O Global Firepower utiliza mais de 60 critérios para medir o poder bélico de uma nação, incluindo diversidade de equipamentos, capacidade logística, poder militar, posição geográfica e condição financeira. O índice do Brasil, estabelecido em 0,2374, demonstra um desempenho robusto se comparado a vizinhos como Argentina, que obteve um índice de 0,6013, colocando-a na 28ª posição mundial.
Uma das principais características que diferencia o Brasil de outras nações latino-americanas é sua menor dependência de tecnologia estrangeira. O investimento na produção interna de equipamentos militares críticos tem se tornado uma prioridade, com a fabricação de veículos blindados, aviões, submarinos e sistemas de radar ocorrendo no território nacional. Essa capacidade de produção própria não só fortalece o setor de defesa, mas também reduz a vulnerabilidade do país a dependências externas em tempos de crise.

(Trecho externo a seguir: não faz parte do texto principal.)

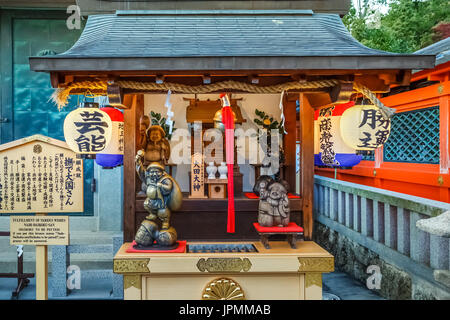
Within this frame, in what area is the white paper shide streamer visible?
[164,90,174,134]
[280,90,287,134]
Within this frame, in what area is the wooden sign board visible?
[9,216,69,246]
[0,135,84,213]
[189,153,206,199]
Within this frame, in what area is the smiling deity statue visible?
[135,159,183,248]
[140,116,170,165]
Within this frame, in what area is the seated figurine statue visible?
[253,175,290,227]
[135,161,183,247]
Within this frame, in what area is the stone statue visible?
[135,161,183,248]
[253,175,290,227]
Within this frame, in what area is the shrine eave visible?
[30,55,435,73]
[30,10,435,73]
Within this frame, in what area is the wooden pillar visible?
[300,93,314,240]
[123,94,144,242]
[283,94,298,193]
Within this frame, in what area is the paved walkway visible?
[322,271,384,300]
[0,272,383,300]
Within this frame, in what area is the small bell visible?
[213,109,237,132]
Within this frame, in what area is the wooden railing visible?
[314,175,450,274]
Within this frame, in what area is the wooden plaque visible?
[9,216,69,246]
[0,135,83,213]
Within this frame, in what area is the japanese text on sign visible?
[0,136,83,213]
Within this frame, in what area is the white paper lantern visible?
[314,102,362,167]
[340,105,391,150]
[64,108,112,154]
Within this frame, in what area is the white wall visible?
[144,94,281,192]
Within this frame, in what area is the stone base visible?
[313,221,450,300]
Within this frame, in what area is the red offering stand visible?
[253,222,303,249]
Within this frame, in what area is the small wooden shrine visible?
[30,10,434,299]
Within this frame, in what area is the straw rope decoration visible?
[50,79,395,119]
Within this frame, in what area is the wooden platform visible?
[134,195,303,241]
[114,241,334,300]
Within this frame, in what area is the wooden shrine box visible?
[205,179,228,199]
[114,241,334,300]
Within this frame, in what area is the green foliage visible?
[150,111,176,140]
[342,0,450,53]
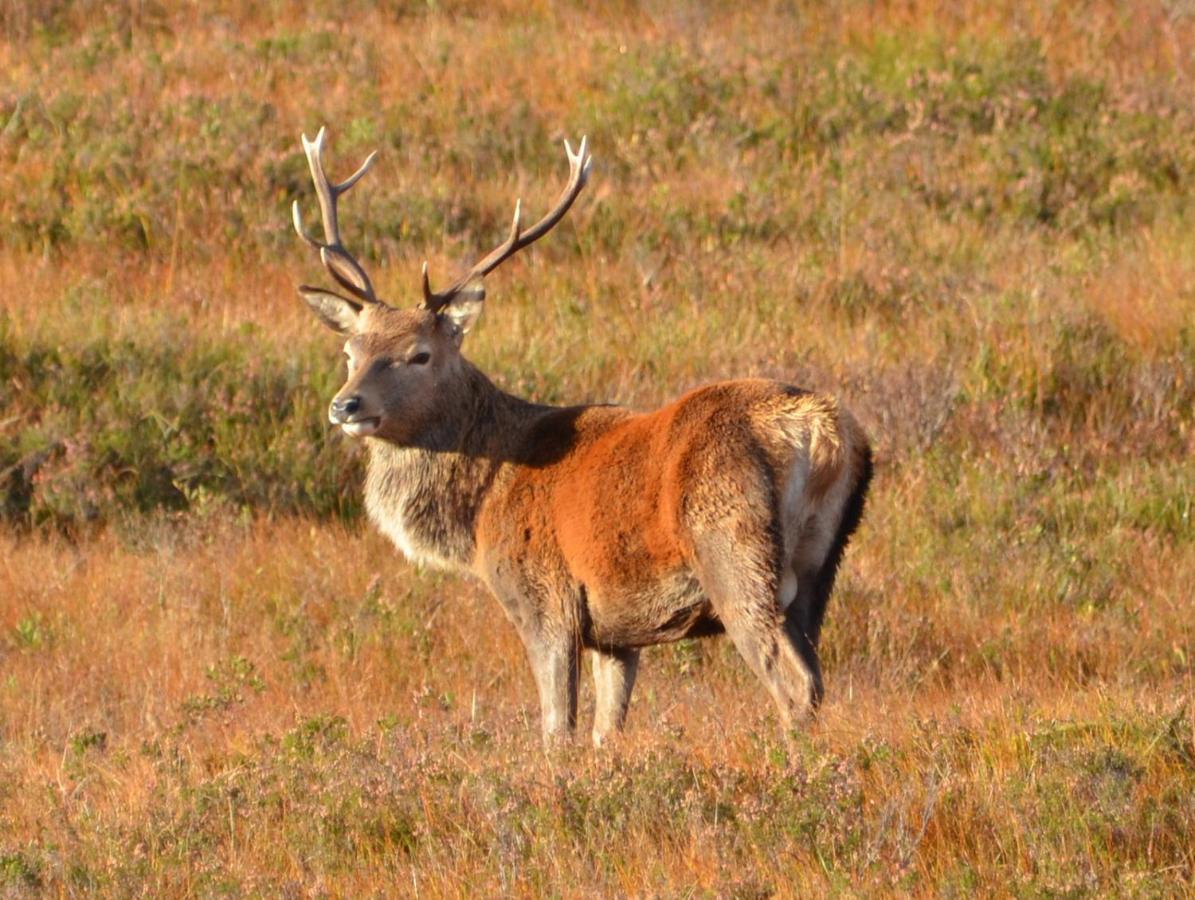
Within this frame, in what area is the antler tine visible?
[292,128,379,304]
[423,137,593,310]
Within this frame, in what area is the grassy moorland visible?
[0,0,1195,898]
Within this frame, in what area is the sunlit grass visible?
[0,0,1195,896]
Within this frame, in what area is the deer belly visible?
[586,573,722,647]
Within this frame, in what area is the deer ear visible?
[299,284,361,335]
[440,278,485,337]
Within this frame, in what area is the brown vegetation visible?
[0,0,1195,896]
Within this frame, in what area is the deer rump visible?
[458,381,866,648]
[294,129,871,743]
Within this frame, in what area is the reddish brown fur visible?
[289,133,871,741]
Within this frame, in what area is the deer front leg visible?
[593,649,639,747]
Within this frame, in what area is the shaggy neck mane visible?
[366,359,550,569]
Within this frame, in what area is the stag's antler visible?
[423,137,593,312]
[293,128,379,304]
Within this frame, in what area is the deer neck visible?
[366,360,537,569]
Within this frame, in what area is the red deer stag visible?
[294,129,871,743]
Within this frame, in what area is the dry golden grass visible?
[0,0,1195,896]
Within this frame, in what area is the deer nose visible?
[329,394,361,423]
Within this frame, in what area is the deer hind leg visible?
[525,636,580,746]
[695,526,820,728]
[592,649,639,747]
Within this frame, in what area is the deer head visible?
[293,128,593,445]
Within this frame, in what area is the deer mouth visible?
[341,416,381,437]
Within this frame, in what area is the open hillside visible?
[0,0,1195,898]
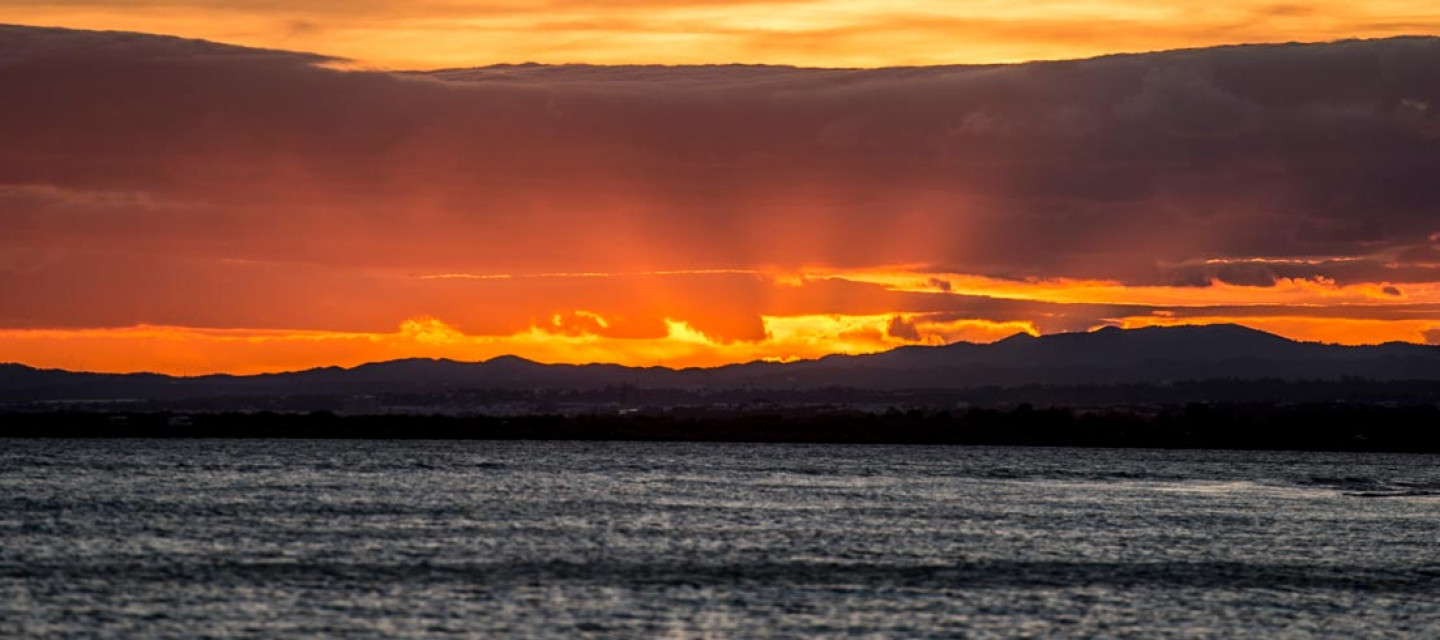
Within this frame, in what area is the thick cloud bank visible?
[0,27,1440,361]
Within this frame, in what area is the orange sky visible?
[0,17,1440,375]
[8,0,1440,69]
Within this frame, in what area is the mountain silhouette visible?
[0,324,1440,401]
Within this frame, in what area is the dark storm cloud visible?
[0,27,1440,305]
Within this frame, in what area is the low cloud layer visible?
[0,27,1440,369]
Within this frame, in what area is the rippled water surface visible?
[0,440,1440,637]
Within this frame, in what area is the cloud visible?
[0,27,1440,369]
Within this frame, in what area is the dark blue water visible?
[0,440,1440,637]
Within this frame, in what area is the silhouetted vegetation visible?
[0,404,1440,453]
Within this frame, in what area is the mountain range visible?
[0,324,1440,401]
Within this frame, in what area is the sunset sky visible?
[0,0,1440,375]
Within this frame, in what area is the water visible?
[0,440,1440,637]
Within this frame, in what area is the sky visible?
[0,6,1440,375]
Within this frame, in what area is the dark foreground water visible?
[0,440,1440,639]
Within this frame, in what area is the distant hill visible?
[0,324,1440,401]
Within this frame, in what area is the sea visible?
[0,440,1440,639]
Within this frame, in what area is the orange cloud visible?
[0,0,1440,68]
[0,311,1034,375]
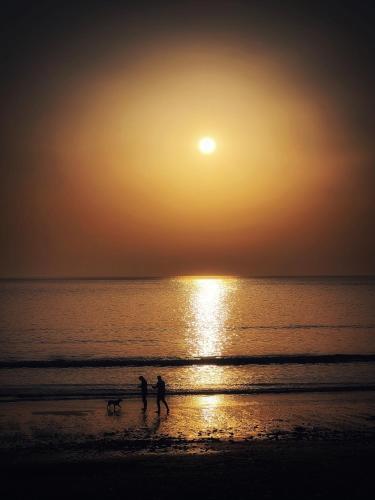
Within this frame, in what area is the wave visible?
[0,354,375,369]
[0,383,375,402]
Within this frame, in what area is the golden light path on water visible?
[181,278,236,418]
[190,278,231,356]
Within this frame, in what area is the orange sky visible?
[0,1,374,276]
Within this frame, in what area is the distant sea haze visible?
[0,277,375,399]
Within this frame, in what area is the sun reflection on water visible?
[189,278,232,356]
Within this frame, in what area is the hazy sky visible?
[0,0,375,277]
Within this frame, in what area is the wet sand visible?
[0,392,375,499]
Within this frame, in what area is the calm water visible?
[0,278,375,397]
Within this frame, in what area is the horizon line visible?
[0,273,375,281]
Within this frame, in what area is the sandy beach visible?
[0,392,375,499]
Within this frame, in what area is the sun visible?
[198,137,216,155]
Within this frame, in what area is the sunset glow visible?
[198,137,216,155]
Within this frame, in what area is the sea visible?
[0,277,375,401]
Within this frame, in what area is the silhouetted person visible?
[139,375,148,411]
[152,375,169,415]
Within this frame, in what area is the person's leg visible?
[156,396,160,413]
[162,398,169,413]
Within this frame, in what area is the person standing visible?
[152,375,169,415]
[139,375,148,412]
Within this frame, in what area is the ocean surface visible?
[0,277,375,401]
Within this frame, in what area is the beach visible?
[1,392,375,499]
[0,278,375,500]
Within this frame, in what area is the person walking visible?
[139,375,148,412]
[152,375,169,415]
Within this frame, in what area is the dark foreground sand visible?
[0,393,375,500]
[1,440,375,499]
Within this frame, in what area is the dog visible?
[107,398,122,411]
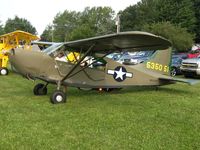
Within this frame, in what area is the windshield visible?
[134,51,154,57]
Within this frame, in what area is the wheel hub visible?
[56,95,63,102]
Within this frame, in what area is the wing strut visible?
[61,43,96,82]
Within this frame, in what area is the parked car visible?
[180,57,200,78]
[171,55,183,76]
[187,50,200,58]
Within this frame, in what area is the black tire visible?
[33,83,47,96]
[50,90,67,104]
[0,68,9,76]
[170,67,177,77]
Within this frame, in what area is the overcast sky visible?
[0,0,140,35]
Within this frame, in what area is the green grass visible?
[0,73,200,150]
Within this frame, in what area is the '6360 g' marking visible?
[146,62,169,72]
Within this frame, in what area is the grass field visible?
[0,73,200,150]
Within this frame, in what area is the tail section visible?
[140,48,171,76]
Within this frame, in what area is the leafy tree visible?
[157,0,196,32]
[121,0,196,32]
[142,22,194,52]
[53,10,80,42]
[42,7,115,42]
[4,16,37,34]
[40,25,53,42]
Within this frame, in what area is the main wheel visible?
[0,68,8,76]
[33,83,47,95]
[50,90,67,104]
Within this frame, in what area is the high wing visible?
[0,30,39,41]
[43,31,171,54]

Além disso, a força militar brasileira é substantiva, contando com cerca de 370 mil soldados, o que representa o maior contingente da América do Sul. O orçamento militar do Brasil, com uma alocação de R$ 142 bilhões (aproximadamente US$ 27,1 bilhões), configura-se como a quarta maior dotação entre as prioridades do governo federal, consolidando a posição do país como uma potência significante tanto na região quanto no cenário global.
O novo status do Brasil no ranking militar é visto como um marco de mudança, onde a nação não é apenas reconhecida por sua imensa extensão territorial, mas também por sua capacidade de desenvolver, produzir e manter equipamentos de defesa de ponta. Essa transição reflete uma postura mais assertiva e autossuficiente, promovendo um fortalecimento do setor de defesa nacional, essencial para os desafios contemporâneos da segurança.